Sunday, November 06, 2005

So, Joe wrote a really interesting entry in his blog this weekend (bearbeatsrock.blogspot.com) and I kinda wanted to write off of what he's saying.

He wrote all about how we stalk eachother online-- through facebook, through instant messenger-- and how we ALL do it. And it's true, as college students, we soak up any opportunity to avoid doing work, to pass away the Sunday afternoons or to avoid finishing the paper that's due in 2 hours. It's undeniable that we do it, and yet as Joe pointed out, a lot of us are alittle ashamed of it.

But why? Why is it embarrassing and hard to admit that we find out stuff about eachother online? That we communicate our feelings and ideas and actions even better through an away message or the "About Me" part of our facebook profile than when we actually sit down and talk? Well, my feeling is that we're embarrassed because of just that: the internet allows us to be passive participants in each other's lives, and we're humiliated to a certain extent that we often can learn more about eachother by reading what we write in these public forums than by actually asking eachother, than by any of us willingly volunteering that information or establishing any sort of active dialogue.

Granted, I'm just as big a victim of this as anyone. I write more of my feelings in this little blog thing than I tell anyone to their face...which is awkward, because strangers read this more than people I actually know. It doesn't seem make sense, but it does. Because, as I'm writing this, I'm pouring out my ideas and feelings in an empty room to an inadament computer, and I'm posting it because I know that these thoughts are something that I should be sharing with others: with my friends, with someone. It's just easier when I don't have to see or hear the reaction that everyone has. I throw the information out into the open and ask for no response.

It's kind of like text messaging. I told Jonna last night: I love text messaging because it makes it so much easier to communicate. I text message someone when I want to talk to them or tell them something but I'm too afraid to hear their answer or I don't want to have to respond to them on the spot. Texting for me is all too often a passive aggressive way of getting what I want or hearing what I want but without the pressure of the voice on the other line. It's so pathetic, but it's so true...and I feel it with everyone. I think we all do it, or at least a lot of us.

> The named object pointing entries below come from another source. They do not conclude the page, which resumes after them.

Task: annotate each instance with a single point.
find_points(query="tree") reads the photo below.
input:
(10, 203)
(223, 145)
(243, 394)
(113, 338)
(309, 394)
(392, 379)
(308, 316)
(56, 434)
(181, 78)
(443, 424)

The point is that all this technology has allowed us to stray away and avoid what used to be absolute necessity. We don't need to face eachother anymore to communicate. We don't even need to communicate directly in order to glean a lot of insight and information about others-- even strangers. And perhaps most frightening is the fact that we never have to talk to eachother in order to understand one another-- we don't even have to look at the other person to know what's going on in their life. And that's terrifying, because we can be abstractly connected to eachother by just sitting in an empty room on a Sunday afternoon writing to an inadament computer and still have "friends."

Friday, November 04, 2005

Here's my hunch:

She'll be beautiful in that older, wiser woman way. Sitting straight in a chair, her legs crossed at the knee, a soft pink sear-sucker skirt suit that stops where her knees touch. She's perched on a plush white couch in mid-town Manhattan, and as the evening falls, the lights from central park below play shadows on the sheer curtains that blow casually around the french windows. Everything is white: she's white and vanilla and her carpet is thick and snowy and her couch is white and her walls are white. But they're filled with antique paintings and artifacts that line the tables and the counters and flat surfaces.

Everything is white except for the plants: the rich green, tall, leafy plants that accent the corners and that add a bit of splash. And she's perched, smiling sugar sweet, with her hands resting on her knees that touch together where her legs are crossed under a pink sear sucker suit.

And she's painfully beautiful and serene and composed. And she's talking about sex.